Course detail
Machine Learning in Engineering Calculations
FSI-QAI Acad. year: 2025/2026 Summer semester
The course outlines possible ways of applying machine learning in the context of engineering calculations. Students will get to know the basic principles of machine learning and artificial intelligence, with an emphasis on Reinforcement learning.
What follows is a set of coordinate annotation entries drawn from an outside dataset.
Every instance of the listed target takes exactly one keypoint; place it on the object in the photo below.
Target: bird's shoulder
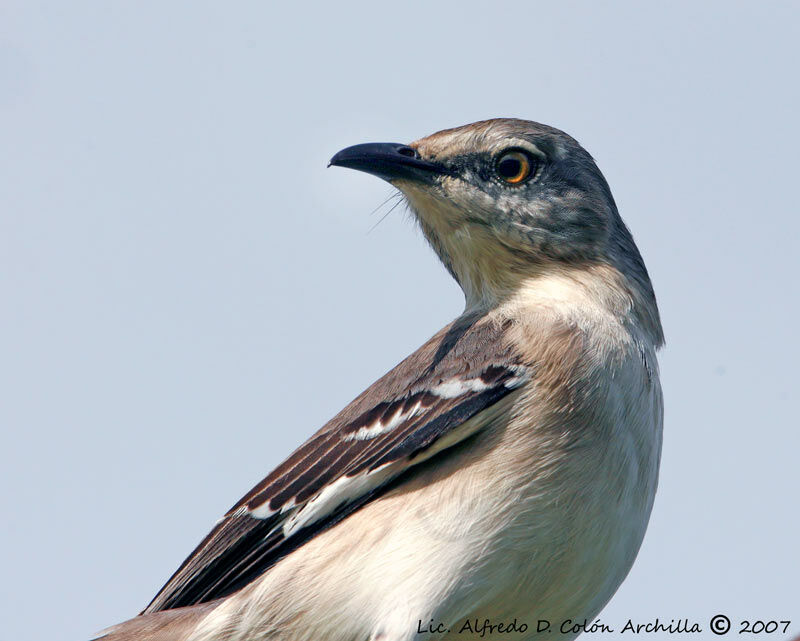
(415, 411)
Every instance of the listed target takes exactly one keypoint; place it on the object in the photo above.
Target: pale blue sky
(179, 271)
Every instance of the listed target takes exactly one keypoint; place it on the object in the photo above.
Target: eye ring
(514, 166)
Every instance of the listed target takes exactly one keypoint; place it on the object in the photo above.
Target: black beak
(388, 160)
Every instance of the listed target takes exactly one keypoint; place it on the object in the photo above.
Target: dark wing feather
(394, 424)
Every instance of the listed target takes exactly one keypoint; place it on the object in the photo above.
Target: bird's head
(502, 201)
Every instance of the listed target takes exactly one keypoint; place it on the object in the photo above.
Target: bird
(501, 475)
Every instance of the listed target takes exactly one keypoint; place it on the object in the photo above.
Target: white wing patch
(342, 490)
(378, 427)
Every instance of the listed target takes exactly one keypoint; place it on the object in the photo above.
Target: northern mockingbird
(503, 472)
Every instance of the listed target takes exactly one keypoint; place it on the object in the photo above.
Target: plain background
(187, 293)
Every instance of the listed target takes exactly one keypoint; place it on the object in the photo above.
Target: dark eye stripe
(513, 166)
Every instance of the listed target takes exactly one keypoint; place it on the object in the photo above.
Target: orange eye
(513, 166)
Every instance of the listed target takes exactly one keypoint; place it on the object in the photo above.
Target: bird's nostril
(407, 151)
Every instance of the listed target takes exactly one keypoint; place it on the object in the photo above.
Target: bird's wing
(418, 409)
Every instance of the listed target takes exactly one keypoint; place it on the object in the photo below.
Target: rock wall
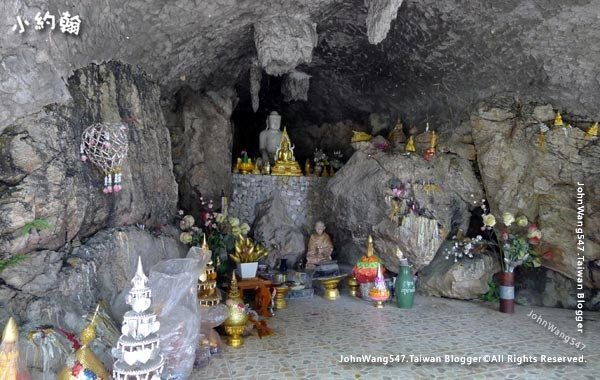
(444, 188)
(302, 197)
(202, 138)
(42, 177)
(57, 288)
(520, 177)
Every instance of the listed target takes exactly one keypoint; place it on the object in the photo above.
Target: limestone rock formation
(445, 190)
(542, 184)
(545, 287)
(202, 140)
(57, 287)
(284, 42)
(277, 230)
(380, 15)
(255, 79)
(295, 86)
(43, 179)
(465, 279)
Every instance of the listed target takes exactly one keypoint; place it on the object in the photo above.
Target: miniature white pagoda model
(138, 353)
(207, 282)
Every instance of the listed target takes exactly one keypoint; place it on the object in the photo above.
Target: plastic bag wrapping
(212, 317)
(174, 285)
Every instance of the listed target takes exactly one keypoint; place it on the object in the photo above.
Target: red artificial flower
(548, 255)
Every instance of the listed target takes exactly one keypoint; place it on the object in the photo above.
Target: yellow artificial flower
(508, 218)
(522, 221)
(489, 220)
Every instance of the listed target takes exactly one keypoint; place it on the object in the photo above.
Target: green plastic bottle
(405, 286)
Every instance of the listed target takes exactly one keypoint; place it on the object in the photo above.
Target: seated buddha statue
(320, 247)
(285, 163)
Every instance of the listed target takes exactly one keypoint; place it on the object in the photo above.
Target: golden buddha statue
(84, 356)
(307, 168)
(11, 367)
(592, 131)
(397, 136)
(410, 145)
(430, 152)
(285, 163)
(558, 120)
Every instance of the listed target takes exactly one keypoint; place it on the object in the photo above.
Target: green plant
(38, 224)
(493, 294)
(5, 263)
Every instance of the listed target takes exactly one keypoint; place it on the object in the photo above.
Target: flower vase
(507, 292)
(405, 287)
(365, 288)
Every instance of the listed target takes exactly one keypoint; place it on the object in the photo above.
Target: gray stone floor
(312, 335)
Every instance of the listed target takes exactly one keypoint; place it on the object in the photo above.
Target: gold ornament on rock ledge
(84, 357)
(592, 131)
(285, 163)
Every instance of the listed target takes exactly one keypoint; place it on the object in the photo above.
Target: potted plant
(517, 240)
(246, 256)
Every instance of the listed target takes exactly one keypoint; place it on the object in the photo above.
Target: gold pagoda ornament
(410, 145)
(430, 152)
(558, 120)
(207, 282)
(237, 317)
(285, 163)
(86, 363)
(11, 367)
(592, 131)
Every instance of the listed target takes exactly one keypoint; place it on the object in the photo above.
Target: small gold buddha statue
(592, 131)
(397, 136)
(285, 163)
(85, 356)
(430, 152)
(558, 120)
(410, 145)
(307, 168)
(10, 367)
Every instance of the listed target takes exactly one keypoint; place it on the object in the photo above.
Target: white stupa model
(137, 355)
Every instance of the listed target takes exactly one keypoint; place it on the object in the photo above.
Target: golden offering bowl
(234, 335)
(330, 284)
(280, 297)
(354, 286)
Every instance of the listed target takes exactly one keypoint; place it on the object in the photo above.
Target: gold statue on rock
(410, 145)
(84, 356)
(592, 131)
(11, 365)
(285, 163)
(558, 120)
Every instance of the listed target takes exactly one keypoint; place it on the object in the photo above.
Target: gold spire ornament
(410, 145)
(236, 315)
(370, 247)
(430, 152)
(558, 120)
(358, 136)
(592, 131)
(11, 367)
(85, 360)
(285, 162)
(397, 136)
(307, 168)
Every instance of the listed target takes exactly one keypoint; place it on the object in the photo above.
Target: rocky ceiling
(439, 57)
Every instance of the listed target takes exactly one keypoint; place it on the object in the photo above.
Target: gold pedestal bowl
(353, 286)
(234, 335)
(330, 284)
(280, 297)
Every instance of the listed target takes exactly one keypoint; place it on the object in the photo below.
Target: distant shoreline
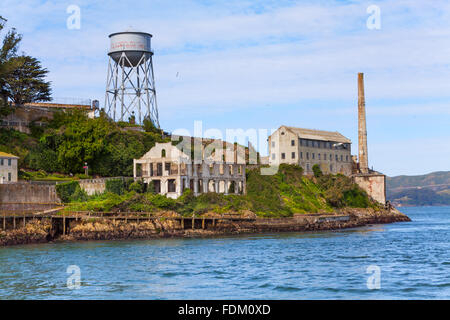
(88, 230)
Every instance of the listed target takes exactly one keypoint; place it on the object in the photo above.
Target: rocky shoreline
(87, 230)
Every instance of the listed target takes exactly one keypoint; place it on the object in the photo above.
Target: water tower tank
(133, 44)
(130, 83)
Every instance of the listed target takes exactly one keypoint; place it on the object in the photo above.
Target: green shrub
(116, 186)
(137, 186)
(66, 190)
(163, 202)
(79, 195)
(317, 171)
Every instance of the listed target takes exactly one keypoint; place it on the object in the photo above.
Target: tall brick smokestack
(362, 129)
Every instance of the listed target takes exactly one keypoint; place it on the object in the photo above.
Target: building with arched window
(216, 167)
(8, 168)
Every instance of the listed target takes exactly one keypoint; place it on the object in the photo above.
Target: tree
(26, 83)
(149, 126)
(8, 50)
(21, 77)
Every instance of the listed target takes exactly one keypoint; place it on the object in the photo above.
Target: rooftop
(319, 135)
(7, 155)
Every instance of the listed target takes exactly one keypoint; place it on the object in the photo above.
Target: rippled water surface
(414, 259)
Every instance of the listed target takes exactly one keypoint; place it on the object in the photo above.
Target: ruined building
(217, 167)
(306, 147)
(373, 182)
(8, 168)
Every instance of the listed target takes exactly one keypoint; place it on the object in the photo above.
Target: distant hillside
(431, 189)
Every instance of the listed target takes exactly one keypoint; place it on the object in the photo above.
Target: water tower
(130, 85)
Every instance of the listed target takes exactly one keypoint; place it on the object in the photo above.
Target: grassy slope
(281, 195)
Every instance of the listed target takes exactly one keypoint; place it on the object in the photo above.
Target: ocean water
(407, 260)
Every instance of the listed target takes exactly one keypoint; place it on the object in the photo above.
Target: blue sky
(261, 64)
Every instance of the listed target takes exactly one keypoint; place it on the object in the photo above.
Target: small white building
(8, 168)
(171, 170)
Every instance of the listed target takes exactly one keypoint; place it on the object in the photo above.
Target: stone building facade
(8, 168)
(172, 171)
(306, 147)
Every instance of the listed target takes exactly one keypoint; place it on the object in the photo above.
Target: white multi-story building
(171, 170)
(306, 147)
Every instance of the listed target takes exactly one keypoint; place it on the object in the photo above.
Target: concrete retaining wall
(28, 193)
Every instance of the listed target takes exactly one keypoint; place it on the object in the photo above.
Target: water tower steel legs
(135, 88)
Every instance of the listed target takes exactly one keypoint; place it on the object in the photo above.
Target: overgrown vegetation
(71, 139)
(280, 195)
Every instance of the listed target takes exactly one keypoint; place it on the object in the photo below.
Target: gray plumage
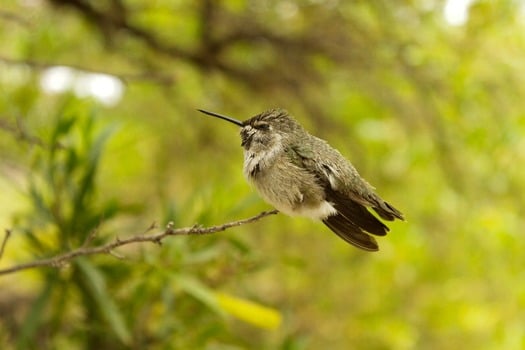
(303, 175)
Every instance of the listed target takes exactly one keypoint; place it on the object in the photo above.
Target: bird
(302, 175)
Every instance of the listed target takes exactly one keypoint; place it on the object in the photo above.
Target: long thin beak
(231, 120)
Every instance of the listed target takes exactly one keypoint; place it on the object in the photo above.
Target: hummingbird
(302, 175)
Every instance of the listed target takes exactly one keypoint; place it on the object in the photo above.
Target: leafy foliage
(431, 114)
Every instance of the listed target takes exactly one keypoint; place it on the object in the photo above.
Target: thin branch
(62, 259)
(4, 242)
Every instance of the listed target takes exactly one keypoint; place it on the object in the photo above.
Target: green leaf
(107, 306)
(199, 291)
(35, 316)
(249, 311)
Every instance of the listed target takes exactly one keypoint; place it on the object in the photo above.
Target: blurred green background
(99, 132)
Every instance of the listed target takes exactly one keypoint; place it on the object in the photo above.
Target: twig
(4, 242)
(61, 259)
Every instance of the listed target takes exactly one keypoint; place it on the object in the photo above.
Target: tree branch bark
(61, 259)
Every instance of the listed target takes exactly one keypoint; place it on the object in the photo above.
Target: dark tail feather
(351, 233)
(387, 212)
(357, 214)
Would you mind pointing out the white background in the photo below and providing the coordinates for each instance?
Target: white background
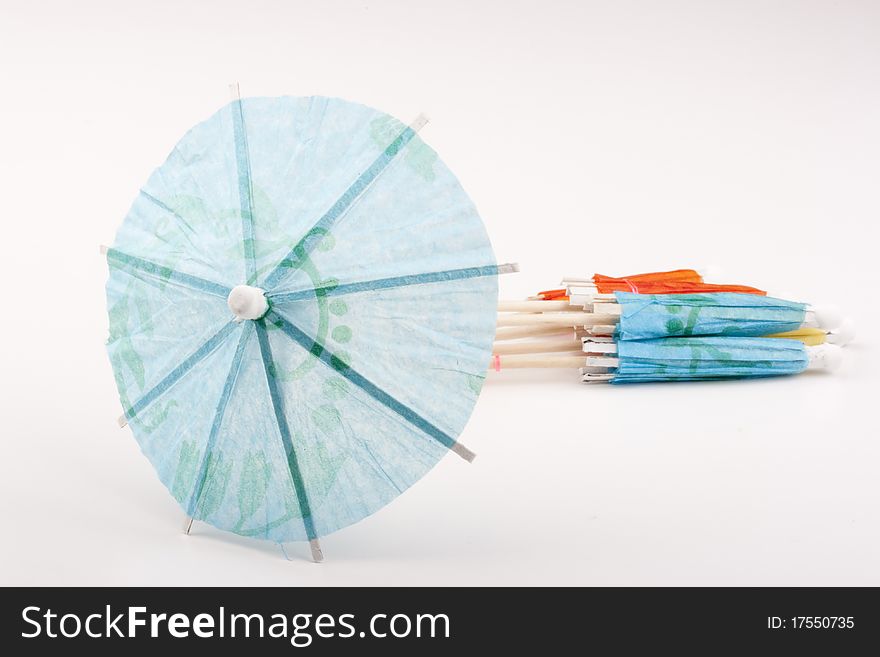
(593, 136)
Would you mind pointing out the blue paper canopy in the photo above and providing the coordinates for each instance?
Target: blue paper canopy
(381, 287)
(645, 316)
(700, 359)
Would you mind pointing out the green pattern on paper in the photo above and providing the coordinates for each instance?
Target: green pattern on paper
(252, 485)
(419, 157)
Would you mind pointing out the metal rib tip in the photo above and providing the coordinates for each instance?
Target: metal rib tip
(463, 452)
(317, 553)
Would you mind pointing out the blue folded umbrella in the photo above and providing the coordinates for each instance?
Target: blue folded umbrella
(645, 316)
(302, 305)
(707, 358)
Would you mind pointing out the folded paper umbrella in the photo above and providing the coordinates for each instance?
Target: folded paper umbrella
(632, 316)
(702, 359)
(581, 290)
(302, 303)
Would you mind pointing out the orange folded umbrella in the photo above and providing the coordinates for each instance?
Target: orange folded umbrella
(678, 281)
(675, 276)
(675, 287)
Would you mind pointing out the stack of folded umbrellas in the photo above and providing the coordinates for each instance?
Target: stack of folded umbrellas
(666, 326)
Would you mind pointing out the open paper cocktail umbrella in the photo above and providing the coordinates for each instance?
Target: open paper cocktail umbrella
(302, 303)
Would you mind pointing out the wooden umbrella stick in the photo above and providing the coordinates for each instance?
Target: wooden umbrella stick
(555, 319)
(535, 306)
(518, 332)
(538, 346)
(529, 361)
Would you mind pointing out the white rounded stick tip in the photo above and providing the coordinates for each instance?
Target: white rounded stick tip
(827, 317)
(247, 302)
(824, 357)
(843, 334)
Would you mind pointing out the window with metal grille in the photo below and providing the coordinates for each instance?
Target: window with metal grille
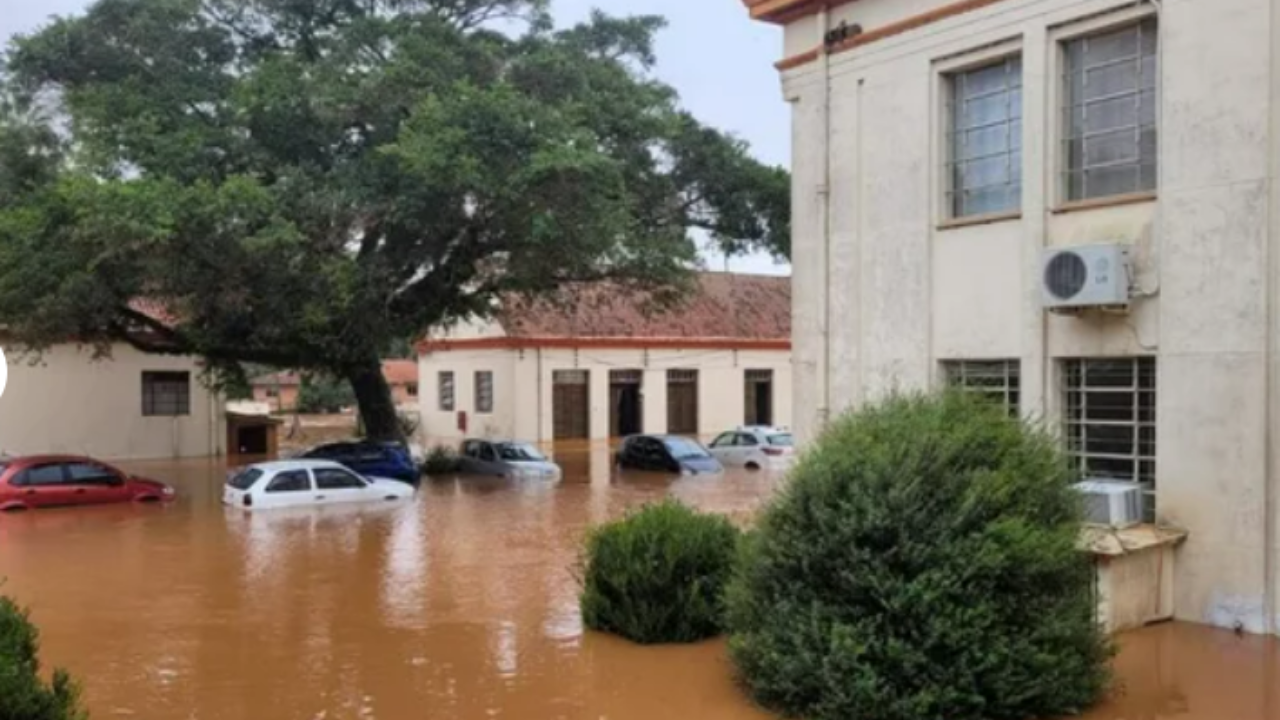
(165, 393)
(1110, 420)
(984, 139)
(446, 384)
(1110, 112)
(999, 381)
(484, 391)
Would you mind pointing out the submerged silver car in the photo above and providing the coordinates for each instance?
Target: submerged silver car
(507, 459)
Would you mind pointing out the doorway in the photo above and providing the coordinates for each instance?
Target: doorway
(759, 397)
(571, 409)
(682, 402)
(626, 402)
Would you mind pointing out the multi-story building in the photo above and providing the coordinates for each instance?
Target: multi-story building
(944, 150)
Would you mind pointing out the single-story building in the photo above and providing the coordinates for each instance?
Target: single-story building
(280, 390)
(600, 361)
(129, 405)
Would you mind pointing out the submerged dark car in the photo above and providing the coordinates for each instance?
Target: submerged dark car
(667, 454)
(370, 459)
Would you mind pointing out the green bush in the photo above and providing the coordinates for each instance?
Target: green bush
(658, 575)
(920, 564)
(440, 460)
(23, 695)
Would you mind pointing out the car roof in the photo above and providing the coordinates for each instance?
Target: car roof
(41, 459)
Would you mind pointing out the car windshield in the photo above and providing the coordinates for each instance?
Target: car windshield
(520, 451)
(684, 449)
(245, 479)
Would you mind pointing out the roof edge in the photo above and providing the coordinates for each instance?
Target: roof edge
(535, 342)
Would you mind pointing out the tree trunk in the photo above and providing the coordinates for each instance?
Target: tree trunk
(376, 408)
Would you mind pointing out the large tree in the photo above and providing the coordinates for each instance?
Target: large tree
(301, 182)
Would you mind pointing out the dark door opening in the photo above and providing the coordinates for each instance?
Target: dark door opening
(682, 402)
(626, 404)
(759, 397)
(571, 409)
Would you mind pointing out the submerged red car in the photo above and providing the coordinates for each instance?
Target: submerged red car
(51, 481)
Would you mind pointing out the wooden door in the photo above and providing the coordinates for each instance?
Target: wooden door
(571, 408)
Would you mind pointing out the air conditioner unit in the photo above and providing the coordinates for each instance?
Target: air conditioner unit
(1086, 276)
(1111, 502)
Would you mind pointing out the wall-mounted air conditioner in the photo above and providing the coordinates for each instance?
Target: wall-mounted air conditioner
(1111, 502)
(1086, 276)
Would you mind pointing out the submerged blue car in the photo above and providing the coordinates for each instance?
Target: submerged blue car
(371, 459)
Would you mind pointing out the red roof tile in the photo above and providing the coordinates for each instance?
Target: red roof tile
(721, 305)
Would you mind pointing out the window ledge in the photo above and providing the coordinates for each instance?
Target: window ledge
(979, 219)
(1110, 201)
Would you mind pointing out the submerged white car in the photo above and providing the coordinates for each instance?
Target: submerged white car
(755, 447)
(293, 483)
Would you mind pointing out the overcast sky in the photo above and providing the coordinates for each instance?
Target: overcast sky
(721, 63)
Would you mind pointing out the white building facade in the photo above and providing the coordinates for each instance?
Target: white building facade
(941, 147)
(128, 406)
(595, 368)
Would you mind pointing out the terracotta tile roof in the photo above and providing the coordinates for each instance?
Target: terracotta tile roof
(397, 373)
(721, 306)
(400, 372)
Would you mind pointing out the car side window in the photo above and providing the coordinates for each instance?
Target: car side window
(289, 481)
(334, 478)
(41, 475)
(91, 474)
(725, 440)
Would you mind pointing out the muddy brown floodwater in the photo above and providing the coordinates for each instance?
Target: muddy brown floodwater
(461, 605)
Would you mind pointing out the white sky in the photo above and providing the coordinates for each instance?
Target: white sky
(721, 63)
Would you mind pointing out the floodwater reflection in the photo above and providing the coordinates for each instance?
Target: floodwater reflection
(460, 605)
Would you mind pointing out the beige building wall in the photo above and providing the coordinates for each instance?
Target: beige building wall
(883, 288)
(524, 395)
(69, 404)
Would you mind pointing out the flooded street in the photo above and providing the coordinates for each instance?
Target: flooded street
(461, 605)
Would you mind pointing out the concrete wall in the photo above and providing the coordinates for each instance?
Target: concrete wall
(69, 404)
(522, 387)
(903, 290)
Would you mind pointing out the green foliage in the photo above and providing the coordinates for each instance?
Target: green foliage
(323, 395)
(23, 695)
(920, 564)
(440, 460)
(306, 183)
(658, 575)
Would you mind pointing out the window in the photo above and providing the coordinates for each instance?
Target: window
(41, 475)
(995, 379)
(1110, 422)
(334, 478)
(984, 139)
(289, 481)
(165, 393)
(446, 381)
(1110, 112)
(245, 479)
(90, 474)
(484, 391)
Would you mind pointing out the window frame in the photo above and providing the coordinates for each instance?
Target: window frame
(484, 392)
(950, 159)
(958, 372)
(1146, 469)
(152, 405)
(447, 402)
(1057, 96)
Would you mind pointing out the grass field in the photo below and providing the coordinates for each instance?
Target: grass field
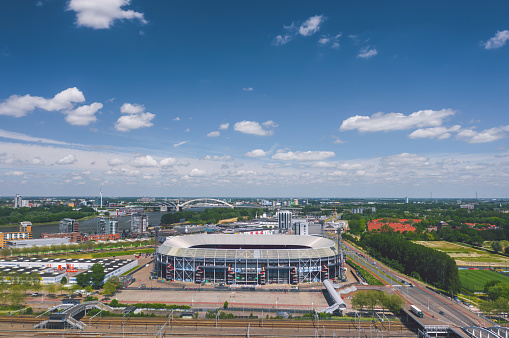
(466, 255)
(474, 280)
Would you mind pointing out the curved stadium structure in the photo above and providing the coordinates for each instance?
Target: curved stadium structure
(247, 259)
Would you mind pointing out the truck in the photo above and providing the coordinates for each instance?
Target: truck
(416, 311)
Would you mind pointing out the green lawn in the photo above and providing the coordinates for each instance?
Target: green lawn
(474, 280)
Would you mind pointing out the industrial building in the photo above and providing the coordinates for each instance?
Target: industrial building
(139, 223)
(107, 226)
(284, 218)
(68, 225)
(247, 260)
(24, 233)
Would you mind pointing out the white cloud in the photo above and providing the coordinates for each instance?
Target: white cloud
(176, 145)
(396, 121)
(143, 161)
(37, 161)
(66, 160)
(440, 133)
(135, 119)
(18, 106)
(328, 40)
(499, 40)
(132, 108)
(322, 164)
(23, 137)
(217, 158)
(256, 153)
(100, 14)
(123, 172)
(284, 155)
(308, 28)
(197, 172)
(281, 40)
(367, 52)
(484, 136)
(83, 115)
(403, 161)
(214, 134)
(254, 128)
(115, 161)
(311, 25)
(276, 165)
(14, 173)
(167, 162)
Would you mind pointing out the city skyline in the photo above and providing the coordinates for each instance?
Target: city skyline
(256, 99)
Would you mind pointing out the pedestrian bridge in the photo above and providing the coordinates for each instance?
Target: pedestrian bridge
(66, 318)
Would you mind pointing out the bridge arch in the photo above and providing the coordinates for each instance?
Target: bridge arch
(179, 207)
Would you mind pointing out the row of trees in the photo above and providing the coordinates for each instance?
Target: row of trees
(43, 214)
(372, 299)
(413, 259)
(213, 215)
(67, 248)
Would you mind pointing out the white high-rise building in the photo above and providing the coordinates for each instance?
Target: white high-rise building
(68, 225)
(139, 223)
(284, 218)
(107, 226)
(17, 201)
(301, 228)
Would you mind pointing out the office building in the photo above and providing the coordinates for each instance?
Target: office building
(284, 218)
(17, 201)
(139, 223)
(107, 226)
(68, 225)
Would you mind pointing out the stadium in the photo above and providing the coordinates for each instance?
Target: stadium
(247, 259)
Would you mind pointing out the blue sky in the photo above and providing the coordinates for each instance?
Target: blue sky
(254, 98)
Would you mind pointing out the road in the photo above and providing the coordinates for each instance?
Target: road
(414, 293)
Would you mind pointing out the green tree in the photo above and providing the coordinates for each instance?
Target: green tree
(5, 252)
(97, 275)
(360, 300)
(109, 288)
(51, 289)
(499, 290)
(83, 279)
(16, 296)
(392, 302)
(116, 281)
(496, 246)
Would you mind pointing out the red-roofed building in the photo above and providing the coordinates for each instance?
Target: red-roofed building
(400, 226)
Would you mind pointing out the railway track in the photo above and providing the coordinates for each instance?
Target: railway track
(225, 323)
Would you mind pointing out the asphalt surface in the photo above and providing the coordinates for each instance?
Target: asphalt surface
(428, 301)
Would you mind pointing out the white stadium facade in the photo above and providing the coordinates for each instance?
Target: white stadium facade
(247, 260)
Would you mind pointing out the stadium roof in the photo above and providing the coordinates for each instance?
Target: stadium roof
(186, 246)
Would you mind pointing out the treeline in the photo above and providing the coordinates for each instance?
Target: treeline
(67, 248)
(413, 259)
(43, 214)
(213, 215)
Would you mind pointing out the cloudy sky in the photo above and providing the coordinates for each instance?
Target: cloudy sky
(254, 98)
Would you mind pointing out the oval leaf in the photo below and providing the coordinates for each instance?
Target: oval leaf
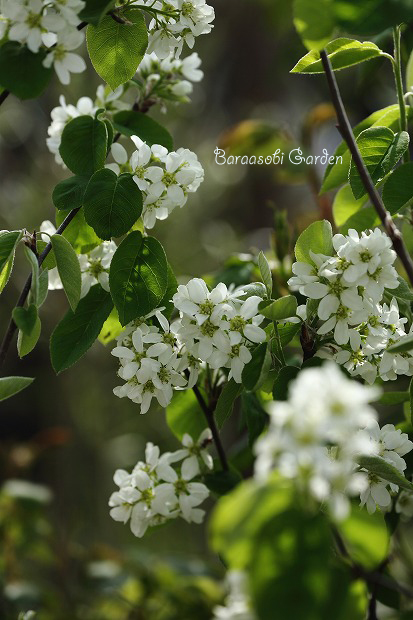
(77, 331)
(138, 276)
(112, 204)
(398, 189)
(374, 144)
(84, 145)
(280, 309)
(116, 50)
(69, 269)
The course includes an introduction to the Python programming language and its use for implementing suitable libraries for linking dynamic computational models and artificial intelligence tools.
Language of instruction
Czech
Number of ECTS credits
2
Supervisor
Department
Entry knowledge
Basic knowledge of physical and engineering principles, as well as basic knowledge of the Python programming language.
Rules for evaluation and completion of the course
The course-unit credit award is conditional on active participation in the exercises, where the activity within the sub-tasks is continuously checked.
Attendance in exercises is compulsory, participation is checked by the teacher. The form of replacement of missed lessons is solved individually with the lecturer or with the guarantor.
Aims
The aim of the subject is to familiarize students with the basic approaches of the application of machine learning, specifically Reinforcement Learning in engineering calculations.
The graduate of the course will gain basic knowledge of algorithms and data structures, useful for effective implementation of Reinforcement Learning algorithms through the Python programming language.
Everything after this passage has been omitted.